Emprendió la causa Toba realizando viajes al Chaco Impenetrable para intentar mejorar la calidad de vida de sus habitantes. La mayor tragedia que padecen es silenciosa pero terriblemente visible: están muriendo de hambre, sin posibilidades, mansos, orando por ayuda, sin cortes de rutas, sin amenazas… sólo pidiendo que no los abandonen.

Uno de tantos días implorando por ayuda, los caciques y sacerdotes de la comunidad toba de Villa Río Bermejito y su pueblo, recibieron la ayuda en forma de canción. Parece increíble, pero desde un auto que pasaba y enseguida se perdió a lo lejos, se escuchaba la canción “Y te amaré, y te amaré…”. Los hombres y mujeres se acercaron hasta el pueblo para averiguar quién cantaba esa canción, y fue en ese momento de la existencia de Patricia Sosa.
Cuando cuenta lo que sintió al conocer esta historia y explica por qué decidió ayudarlos dice, simplemente: “Hay cosas que Dios hace por algo”. Y agrega: “Muchos me dijeron: hacete la tonta, esto es demasiado para vos. No te están pidiendo una ayuda para un chico que no tiene una silla de ruedas. ¡Te están pidiendo salvar a un pueblo!, pero no me dio el alma para hacerme la tonta”.

Así fue que Patricia atravesó el Impenetrable por primera vez con una delegación de veinte voluntarios para llevarles cuatro camiones llenos de donaciones recolectadas por ella. Allí estuvo tres días, conociendo la vida y las costumbres de esta comunidad indígena de trescientas cincuenta personas.

Después de esa vez ha ido muchísimas otras, con donaciones, médicos, psicólogos, sociólogos, y además con constructores, porque este pueblo no tiene viviendas, las personas duermen entre bichos y suciedad. Pero para hacer las viviendas lleva materiales e instructores que les enseñan a los habitantes cómo hacerlas ellos mismos, que están dispuestos a trabajar y a seguir luchando para vivir con dignidad.

Y para ello también les está aportando capacitación profesional y el desarrollo de actividades productivas con la puesta en marcha de un taller para la fabricación y comercialización de cajones flamencos en conjunto con la fundación española “Voces para la Conciencia y el Desarrollo”.

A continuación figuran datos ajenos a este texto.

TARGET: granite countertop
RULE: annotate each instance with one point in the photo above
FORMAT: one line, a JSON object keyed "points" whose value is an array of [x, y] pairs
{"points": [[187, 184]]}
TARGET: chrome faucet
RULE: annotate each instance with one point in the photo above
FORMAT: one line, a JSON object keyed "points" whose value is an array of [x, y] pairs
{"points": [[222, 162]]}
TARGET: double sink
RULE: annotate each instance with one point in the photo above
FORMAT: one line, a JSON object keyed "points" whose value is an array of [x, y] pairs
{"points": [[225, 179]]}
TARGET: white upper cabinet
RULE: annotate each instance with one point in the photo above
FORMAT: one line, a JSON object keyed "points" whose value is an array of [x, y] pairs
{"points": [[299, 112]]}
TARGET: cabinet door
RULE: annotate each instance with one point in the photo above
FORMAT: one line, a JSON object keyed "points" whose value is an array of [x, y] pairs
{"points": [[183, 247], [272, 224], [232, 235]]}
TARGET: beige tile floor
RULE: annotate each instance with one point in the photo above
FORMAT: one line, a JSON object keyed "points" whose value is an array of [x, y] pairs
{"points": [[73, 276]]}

Patricia piensa que cualquiera es capaz de movilizar energía para cambiar la realidad, aunque sea en su entorno, con pequeños gestos. Promueve la realización de pequeños gestos hacia el prójimo: “Sonrisas, abrazos, escuchar al otro, crear un vínculo más sano, más noble, más generoso desde el sentimiento y eso no cuesta. Lo que pasa es que la realidad te va confundiendo y va poniendo capas encima”.
La asociación civil “Pequeños Gestos, Grandes Logros”, permite ir cambiando de objetivos: esta comunidad, este barrio que están levantando con la escuela y la salita con una buena asistencia sanitaria, es uno de ellos. Pero cuando el objetivo se cumpla, se pondrán otros. Es una asociación de servicio para lo que vaya surgiendo.

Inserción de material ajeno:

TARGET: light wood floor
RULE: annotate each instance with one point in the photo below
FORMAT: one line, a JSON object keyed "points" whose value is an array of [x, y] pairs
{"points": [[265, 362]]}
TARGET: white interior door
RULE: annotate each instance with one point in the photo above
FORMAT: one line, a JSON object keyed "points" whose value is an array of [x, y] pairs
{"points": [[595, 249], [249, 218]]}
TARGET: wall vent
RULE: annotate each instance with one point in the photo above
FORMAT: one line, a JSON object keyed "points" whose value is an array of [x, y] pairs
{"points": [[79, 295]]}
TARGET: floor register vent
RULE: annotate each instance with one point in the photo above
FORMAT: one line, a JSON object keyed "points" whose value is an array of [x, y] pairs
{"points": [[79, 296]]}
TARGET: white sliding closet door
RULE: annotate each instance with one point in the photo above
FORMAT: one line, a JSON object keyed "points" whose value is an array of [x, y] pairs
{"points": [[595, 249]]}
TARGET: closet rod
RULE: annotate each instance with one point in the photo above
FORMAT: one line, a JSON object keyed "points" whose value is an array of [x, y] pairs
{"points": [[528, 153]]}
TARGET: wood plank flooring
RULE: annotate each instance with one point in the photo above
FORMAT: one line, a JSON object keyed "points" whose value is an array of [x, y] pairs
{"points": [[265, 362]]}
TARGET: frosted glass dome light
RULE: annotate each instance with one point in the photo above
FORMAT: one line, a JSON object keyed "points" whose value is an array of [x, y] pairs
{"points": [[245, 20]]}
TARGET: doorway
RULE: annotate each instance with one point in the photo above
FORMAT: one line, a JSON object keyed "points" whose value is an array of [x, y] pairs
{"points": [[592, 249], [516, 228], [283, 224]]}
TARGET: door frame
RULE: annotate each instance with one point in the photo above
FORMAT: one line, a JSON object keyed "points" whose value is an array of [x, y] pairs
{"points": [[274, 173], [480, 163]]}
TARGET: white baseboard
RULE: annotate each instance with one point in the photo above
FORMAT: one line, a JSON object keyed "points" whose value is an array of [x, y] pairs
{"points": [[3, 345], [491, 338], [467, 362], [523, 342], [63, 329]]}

Patricia siente la necesidad de ser solidaria con quienes más lo necesitan. “La vida me ha tratado muy bien, tengo una familia que la cuido como el oro y estar con esta gente me hace dar cuenta de que uno debe devolverle a la vida lo que la vida nos da porque uno se va sin nada”.


Patricia Sosa
, una mujer extraordinaria, solidaria, que da su tiempo y su amor a quienes la necesitan. Más allá de la ayuda material, que es imprescindible para este pueblo del Impenetrable chaqueño, les hace saber que ellos existen, que le importan a alguien, que hay personas interesadas en sus vidas. Y mitiga el hambre que sienten, y también su soledad. Porque el amor es la fuerza más poderosa que hay.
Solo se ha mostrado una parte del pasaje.